Math

Softmax Calculator

Convert model logits to a probability distribution instantly

Logits (comma-separated)

Temperature

T < 1 sharper · T = 1 default · T > 1 flatter

Class labels (optional, comma-separated)

Frequently Asked Questions

What are logits?

Logits are the raw, unnormalized outputs of the final linear layer in a classification network. They can be any real number. Softmax converts them to probabilities that sum to 1. The term comes from the logit function (inverse of sigmoid), though in deep learning it more broadly refers to pre-activation scores.

Why does probability always sum to 1?

Softmax divides each exponentiated logit by the total sum of all exponentiated logits. This normalization guarantees that all outputs are positive and sum to exactly 1, making them valid class probabilities.

What is temperature in softmax?

Temperature T divides all logits before applying softmax. T < 1 makes the distribution sharper (more peaked) — the model becomes more confident. T > 1 flattens the distribution — the model becomes more uncertain. Temperature is used for model calibration and to control diversity in text generation.

What is the numerically stable softmax?

Directly computing exp(z) can overflow for large logits. The stable version subtracts the maximum logit first: exp(z - max(z)).
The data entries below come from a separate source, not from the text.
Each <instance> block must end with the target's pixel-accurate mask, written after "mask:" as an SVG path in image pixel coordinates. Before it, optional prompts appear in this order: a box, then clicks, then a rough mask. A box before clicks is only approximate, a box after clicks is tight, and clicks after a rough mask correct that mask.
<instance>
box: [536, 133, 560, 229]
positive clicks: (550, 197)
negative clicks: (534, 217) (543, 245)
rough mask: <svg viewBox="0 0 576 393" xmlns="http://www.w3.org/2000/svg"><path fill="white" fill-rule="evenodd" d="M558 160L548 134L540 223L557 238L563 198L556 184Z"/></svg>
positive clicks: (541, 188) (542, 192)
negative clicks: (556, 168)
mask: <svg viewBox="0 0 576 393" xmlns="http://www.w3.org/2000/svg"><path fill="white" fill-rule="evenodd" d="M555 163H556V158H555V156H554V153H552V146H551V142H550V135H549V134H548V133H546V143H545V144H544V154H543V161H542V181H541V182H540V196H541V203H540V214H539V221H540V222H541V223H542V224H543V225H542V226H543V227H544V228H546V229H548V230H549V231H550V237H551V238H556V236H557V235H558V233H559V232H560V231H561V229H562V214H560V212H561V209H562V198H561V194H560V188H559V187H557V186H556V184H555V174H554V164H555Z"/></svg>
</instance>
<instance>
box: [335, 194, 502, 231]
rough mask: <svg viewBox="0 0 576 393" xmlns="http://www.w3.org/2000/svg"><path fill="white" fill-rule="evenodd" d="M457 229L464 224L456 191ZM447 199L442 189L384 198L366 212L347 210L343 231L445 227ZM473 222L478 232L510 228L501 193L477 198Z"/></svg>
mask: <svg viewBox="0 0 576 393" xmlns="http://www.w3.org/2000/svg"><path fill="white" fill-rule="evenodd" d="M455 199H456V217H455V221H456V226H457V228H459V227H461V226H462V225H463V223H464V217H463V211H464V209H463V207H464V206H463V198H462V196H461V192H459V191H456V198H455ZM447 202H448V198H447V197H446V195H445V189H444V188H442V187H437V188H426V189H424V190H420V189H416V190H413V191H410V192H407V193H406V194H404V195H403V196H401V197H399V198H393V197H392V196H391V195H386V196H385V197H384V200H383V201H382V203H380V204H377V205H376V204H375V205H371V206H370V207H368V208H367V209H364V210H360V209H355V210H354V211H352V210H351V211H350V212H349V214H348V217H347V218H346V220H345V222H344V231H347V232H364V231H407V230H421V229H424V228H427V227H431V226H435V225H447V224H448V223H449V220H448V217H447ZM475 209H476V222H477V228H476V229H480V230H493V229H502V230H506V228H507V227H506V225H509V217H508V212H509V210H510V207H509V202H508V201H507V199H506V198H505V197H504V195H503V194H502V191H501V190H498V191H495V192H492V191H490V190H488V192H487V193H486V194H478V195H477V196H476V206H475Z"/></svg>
This does not change the output because the extra factor cancels in the numerator and denominator, but it keeps the exponent in a safe numerical range.

What is the difference between softmax and sigmoid?

Sigmoid is used for binary classification or multi-label classification — each output is independent and the probabilities do not sum to 1. Softmax is used for mutually exclusive multi-class classification — exactly one class is correct and the outputs sum to 1.

What does high entropy mean for my model?

High entropy means the model distributes probability fairly evenly across classes — it is uncertain. This can indicate the input is genuinely ambiguous, or that the model is poorly calibrated or has not seen similar examples during training. Low entropy means the model is confident about one class.